India’s Olympic hopes, after staring at Rajyavardhan Singh Rathore’s double-barrel rifle for most of 2007, were shot between the eyes in March this year. Dealing with a long confidence crisis, he scored an abysmal 129/150 at the Asian Clay Championship in Jaipur. Later, a seventh-place finish at the World Cup meant Rathore didn’t seem the shooter he was in 2004 when he won India’s only medal — a silver — at the Athens Games.
Rathore hasn’t returned home since March. Away from media glare and doomsday predictions, he’s fighting his personal demons in the United States, his pre-Olympics training destination from where he will go directly to Beijing.
In a rare interview a little over a month before the Olympics, he told The Sunday Express that his positive mindset — “rising of the sun”, he called it — was back. “I’ve been deep in the dumps for lack of personal motivation,” he said in a detailed e-mail interview. “If you have noticed, my performance took a dip after I won gold at the Cairo World Cup in 2006. To start with, I immediately pulled myself out of all competitions from January 2007 to July 2007. This phase also coincided with the loss of motivation to be my best, for a variety of reasons.”
During the six-month break in 2007 and subsequent lows in the first half of the Olympic year, Rathore dealt with recurring bouts of self-doubt. “Probably people thought that there was something terribly wrong with my shooting. In fact, I pondered over the technical reasons for low scores, kept changing my styles and adjusting my gun,” he said.
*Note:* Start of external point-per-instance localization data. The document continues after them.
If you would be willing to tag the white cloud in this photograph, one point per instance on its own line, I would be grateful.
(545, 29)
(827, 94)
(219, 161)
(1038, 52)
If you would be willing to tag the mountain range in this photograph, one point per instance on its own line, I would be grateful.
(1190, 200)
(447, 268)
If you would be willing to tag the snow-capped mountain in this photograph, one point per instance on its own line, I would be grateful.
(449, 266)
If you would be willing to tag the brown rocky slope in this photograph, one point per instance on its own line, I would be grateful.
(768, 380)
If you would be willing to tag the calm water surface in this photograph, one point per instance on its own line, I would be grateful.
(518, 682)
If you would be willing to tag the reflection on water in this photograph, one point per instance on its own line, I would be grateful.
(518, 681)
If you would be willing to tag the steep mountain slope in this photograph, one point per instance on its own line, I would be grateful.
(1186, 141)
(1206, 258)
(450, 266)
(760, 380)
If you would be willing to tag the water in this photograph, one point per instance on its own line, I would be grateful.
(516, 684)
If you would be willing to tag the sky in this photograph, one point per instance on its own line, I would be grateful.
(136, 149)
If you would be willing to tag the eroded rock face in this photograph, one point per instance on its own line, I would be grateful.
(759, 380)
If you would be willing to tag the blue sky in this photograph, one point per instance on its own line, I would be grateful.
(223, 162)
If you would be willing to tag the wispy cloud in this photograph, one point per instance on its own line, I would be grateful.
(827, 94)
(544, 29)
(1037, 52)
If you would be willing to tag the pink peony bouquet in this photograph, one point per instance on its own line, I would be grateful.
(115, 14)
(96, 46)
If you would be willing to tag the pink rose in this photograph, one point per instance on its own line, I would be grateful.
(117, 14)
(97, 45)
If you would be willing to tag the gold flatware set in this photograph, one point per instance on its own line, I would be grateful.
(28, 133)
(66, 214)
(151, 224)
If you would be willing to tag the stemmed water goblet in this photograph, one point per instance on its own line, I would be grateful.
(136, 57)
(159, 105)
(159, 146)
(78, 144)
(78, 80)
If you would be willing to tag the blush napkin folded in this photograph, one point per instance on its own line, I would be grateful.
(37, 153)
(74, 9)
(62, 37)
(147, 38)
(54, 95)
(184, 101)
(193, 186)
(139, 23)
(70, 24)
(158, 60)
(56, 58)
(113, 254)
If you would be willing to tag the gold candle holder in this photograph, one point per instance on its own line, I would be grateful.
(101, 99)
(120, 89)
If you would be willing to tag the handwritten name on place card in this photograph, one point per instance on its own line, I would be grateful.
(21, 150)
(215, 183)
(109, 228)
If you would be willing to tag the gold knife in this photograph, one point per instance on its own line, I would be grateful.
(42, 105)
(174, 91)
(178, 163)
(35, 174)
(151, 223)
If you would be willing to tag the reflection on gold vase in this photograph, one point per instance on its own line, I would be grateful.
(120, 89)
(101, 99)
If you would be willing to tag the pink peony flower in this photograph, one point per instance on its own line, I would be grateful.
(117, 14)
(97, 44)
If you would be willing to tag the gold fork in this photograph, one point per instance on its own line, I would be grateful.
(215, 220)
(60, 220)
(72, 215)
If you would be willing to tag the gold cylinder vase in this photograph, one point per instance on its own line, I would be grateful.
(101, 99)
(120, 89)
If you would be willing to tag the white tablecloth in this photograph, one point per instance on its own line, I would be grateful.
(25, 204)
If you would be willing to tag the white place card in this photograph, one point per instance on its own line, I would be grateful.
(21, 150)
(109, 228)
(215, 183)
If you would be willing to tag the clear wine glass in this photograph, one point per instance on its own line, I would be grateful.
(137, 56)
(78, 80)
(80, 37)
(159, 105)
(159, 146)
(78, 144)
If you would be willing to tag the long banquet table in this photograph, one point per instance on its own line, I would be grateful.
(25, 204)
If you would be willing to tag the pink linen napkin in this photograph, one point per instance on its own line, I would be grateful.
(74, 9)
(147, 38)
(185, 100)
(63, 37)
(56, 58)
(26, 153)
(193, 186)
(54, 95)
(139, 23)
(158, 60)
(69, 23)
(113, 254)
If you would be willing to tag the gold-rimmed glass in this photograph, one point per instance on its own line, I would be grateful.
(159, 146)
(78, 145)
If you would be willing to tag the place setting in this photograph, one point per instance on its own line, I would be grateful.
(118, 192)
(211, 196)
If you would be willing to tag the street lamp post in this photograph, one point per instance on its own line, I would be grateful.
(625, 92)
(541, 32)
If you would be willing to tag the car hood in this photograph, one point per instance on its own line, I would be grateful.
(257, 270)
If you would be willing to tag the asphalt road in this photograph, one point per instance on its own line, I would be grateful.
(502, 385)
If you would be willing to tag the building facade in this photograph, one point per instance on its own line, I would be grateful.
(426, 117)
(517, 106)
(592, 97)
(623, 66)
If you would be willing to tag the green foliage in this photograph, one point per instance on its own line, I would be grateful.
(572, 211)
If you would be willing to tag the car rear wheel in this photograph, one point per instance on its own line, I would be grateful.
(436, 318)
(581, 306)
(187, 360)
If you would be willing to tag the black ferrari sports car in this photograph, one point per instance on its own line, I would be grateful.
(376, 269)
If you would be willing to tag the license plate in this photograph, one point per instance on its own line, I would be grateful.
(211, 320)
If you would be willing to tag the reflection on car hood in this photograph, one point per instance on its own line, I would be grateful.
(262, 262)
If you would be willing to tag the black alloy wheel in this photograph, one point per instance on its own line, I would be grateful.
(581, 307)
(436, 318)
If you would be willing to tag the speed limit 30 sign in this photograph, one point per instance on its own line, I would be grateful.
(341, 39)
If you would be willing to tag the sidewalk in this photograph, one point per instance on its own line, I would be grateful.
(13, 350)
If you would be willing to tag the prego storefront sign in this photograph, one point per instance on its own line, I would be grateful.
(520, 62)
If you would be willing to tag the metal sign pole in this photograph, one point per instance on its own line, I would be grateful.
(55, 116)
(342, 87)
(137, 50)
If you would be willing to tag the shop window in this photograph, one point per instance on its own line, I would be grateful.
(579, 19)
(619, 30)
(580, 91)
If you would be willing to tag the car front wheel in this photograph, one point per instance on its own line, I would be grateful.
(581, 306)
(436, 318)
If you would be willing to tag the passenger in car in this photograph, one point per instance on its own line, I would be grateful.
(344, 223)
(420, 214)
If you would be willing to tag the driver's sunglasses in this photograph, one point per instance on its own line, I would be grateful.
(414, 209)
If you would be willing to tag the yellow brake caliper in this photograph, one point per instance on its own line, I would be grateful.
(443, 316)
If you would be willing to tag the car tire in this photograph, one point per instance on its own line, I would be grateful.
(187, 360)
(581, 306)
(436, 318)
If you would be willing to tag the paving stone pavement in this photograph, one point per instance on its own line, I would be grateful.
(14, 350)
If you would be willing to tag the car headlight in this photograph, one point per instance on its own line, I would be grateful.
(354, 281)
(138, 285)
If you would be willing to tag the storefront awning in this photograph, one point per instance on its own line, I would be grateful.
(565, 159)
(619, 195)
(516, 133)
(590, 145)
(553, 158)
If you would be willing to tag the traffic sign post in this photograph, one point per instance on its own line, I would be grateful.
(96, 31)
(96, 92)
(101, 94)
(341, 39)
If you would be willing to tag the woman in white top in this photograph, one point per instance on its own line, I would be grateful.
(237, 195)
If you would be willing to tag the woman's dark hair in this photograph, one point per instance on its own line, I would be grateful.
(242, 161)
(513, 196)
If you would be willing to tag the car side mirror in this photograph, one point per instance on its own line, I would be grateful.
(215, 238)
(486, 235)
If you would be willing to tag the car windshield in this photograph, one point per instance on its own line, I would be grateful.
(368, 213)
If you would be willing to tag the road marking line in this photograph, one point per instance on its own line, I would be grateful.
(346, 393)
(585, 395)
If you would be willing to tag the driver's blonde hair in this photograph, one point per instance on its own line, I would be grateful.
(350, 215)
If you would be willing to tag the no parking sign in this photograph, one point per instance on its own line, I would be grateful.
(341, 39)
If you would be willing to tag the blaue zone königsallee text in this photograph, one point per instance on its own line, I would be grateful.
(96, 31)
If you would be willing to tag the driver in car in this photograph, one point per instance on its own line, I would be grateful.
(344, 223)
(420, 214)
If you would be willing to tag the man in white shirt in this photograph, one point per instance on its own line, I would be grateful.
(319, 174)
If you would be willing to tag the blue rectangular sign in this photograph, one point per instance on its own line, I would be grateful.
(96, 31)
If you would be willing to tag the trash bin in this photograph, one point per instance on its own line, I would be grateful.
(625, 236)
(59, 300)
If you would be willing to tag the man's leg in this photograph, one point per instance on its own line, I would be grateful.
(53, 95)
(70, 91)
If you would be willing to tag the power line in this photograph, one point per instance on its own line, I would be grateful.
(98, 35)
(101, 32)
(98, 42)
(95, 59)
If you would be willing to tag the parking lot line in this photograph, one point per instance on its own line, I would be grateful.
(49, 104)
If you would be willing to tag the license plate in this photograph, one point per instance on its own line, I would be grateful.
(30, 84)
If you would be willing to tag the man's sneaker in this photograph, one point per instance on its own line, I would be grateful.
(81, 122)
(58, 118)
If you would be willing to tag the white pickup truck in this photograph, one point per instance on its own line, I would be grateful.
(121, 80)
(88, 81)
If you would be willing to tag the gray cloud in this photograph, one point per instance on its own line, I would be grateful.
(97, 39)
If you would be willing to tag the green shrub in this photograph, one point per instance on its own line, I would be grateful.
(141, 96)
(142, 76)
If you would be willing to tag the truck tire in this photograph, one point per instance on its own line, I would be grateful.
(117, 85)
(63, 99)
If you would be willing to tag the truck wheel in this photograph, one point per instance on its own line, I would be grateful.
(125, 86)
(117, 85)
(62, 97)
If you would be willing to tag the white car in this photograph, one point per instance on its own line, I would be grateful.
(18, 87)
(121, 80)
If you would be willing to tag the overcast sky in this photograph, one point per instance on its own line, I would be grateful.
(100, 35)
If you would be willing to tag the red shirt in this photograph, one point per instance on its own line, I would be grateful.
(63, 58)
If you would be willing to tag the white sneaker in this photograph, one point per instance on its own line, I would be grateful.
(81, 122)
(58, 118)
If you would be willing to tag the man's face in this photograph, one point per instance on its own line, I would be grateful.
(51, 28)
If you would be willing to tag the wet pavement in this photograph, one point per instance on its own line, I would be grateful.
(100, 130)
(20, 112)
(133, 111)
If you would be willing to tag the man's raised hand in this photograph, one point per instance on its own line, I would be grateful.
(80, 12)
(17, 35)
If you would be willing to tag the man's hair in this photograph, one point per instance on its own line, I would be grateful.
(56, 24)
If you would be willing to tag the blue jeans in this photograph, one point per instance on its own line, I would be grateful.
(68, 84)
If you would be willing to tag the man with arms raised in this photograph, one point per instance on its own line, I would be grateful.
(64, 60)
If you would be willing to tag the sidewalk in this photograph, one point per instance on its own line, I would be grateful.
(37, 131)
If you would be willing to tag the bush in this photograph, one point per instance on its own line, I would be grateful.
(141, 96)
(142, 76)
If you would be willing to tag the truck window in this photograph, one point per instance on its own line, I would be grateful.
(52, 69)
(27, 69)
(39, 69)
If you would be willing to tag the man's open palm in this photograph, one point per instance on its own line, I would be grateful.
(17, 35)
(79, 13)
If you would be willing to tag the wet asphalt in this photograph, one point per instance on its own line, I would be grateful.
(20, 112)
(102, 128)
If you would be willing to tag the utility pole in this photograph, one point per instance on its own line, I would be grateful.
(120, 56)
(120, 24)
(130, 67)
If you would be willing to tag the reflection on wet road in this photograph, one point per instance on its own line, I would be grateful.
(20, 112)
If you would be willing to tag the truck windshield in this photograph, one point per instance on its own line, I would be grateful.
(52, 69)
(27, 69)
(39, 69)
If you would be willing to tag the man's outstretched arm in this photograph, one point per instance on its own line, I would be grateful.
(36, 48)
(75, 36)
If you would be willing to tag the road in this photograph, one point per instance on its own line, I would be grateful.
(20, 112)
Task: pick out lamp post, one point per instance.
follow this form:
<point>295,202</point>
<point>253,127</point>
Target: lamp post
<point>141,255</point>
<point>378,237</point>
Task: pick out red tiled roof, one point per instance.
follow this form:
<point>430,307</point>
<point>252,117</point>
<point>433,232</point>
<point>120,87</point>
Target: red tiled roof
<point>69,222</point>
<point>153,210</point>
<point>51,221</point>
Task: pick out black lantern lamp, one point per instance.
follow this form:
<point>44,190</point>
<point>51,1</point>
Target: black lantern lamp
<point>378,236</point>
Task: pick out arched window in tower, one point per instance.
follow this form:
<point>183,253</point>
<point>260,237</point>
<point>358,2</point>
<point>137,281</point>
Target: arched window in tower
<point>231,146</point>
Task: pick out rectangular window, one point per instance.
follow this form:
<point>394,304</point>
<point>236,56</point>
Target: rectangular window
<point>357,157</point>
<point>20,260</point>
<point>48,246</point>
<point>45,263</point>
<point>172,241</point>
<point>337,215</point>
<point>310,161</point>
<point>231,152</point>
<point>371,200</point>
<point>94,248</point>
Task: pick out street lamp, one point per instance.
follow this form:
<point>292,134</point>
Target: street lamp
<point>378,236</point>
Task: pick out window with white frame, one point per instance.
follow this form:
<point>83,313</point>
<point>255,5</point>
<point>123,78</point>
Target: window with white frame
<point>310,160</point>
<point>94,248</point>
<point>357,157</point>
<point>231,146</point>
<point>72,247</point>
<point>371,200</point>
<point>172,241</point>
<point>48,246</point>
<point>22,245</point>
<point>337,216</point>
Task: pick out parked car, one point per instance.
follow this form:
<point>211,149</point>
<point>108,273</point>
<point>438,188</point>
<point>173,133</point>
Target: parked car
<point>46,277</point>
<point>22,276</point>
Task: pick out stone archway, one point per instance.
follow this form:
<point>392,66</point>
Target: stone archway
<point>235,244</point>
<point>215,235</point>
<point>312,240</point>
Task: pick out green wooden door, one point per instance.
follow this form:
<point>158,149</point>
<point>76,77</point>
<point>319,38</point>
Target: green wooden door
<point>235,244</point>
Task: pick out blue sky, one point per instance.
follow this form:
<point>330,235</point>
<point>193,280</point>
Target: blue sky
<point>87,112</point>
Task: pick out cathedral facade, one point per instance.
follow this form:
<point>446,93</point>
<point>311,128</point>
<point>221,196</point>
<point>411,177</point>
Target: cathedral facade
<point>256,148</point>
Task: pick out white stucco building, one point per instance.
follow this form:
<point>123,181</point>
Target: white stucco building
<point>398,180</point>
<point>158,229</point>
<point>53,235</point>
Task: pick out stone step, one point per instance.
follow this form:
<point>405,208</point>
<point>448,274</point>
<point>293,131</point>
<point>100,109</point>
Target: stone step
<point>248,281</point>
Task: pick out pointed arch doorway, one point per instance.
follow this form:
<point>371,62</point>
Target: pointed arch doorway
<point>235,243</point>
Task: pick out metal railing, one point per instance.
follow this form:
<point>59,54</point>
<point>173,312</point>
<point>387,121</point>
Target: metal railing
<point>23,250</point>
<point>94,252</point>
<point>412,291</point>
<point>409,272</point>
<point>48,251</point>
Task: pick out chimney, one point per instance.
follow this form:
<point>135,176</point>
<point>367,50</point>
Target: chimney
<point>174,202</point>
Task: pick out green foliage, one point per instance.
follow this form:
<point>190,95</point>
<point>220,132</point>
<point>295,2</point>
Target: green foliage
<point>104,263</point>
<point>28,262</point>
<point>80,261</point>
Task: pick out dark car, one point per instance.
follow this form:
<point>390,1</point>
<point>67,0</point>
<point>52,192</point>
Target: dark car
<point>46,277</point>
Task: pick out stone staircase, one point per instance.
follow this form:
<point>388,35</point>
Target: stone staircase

It was at this stage that Rathore, desperately needing to wipe out the pessimism, found a coach, Josh Lakatos, a silver-medallist at the 1996 Atlanta Games. The troubled shooter experienced an instant connect as Lakatos had travelled the same traumatic road as Rathore.
After his Atlanta silver, the American saw motivation evaporate and expectations bloat. By the time Sydney 2000 was approaching, Lakatos had lost his way. “Josh could see me heading the same way and wanted me to look at the real reason for not doing well in competitions. This meant answering the basic question of what I love doing in life, what gives me a sense of satisfaction and happiness,” said Rathore.
After a couple of sessions with Lakatos, Rathore said he experienced a metamorphosis. Today, he says he isn’t too worried about failure or success and is sure he will rise to the challenge in Beijing. “I guess this is my nature. The past does not matter and the future is uncertain. I am trying to be my best in the present. While doing it, the results are not always positive, but stopping is surely not a positive result,” he said.
The man, who after the Athens silver was projected as someone who could do no wrong, is now much more comfortable with chinks in his armour. “I have seen in my experience that sometimes the weaknesses vanish in a few days and sometimes they linger on. Just thinking of this uncertainty gives me a thrill. I will do what I must do and then wait for my destiny to reveal itself.”
In conclusion, Rathore said: “I wish every Indian Olympic athlete preparing for the 2008 Olympics the very best. Let someone bring the Olympic gold to India.” Someone? Maybe, it’s his way of avoiding the pressure of expectations, or perhaps he is saying, “Don’t expect only me to be your best shot.”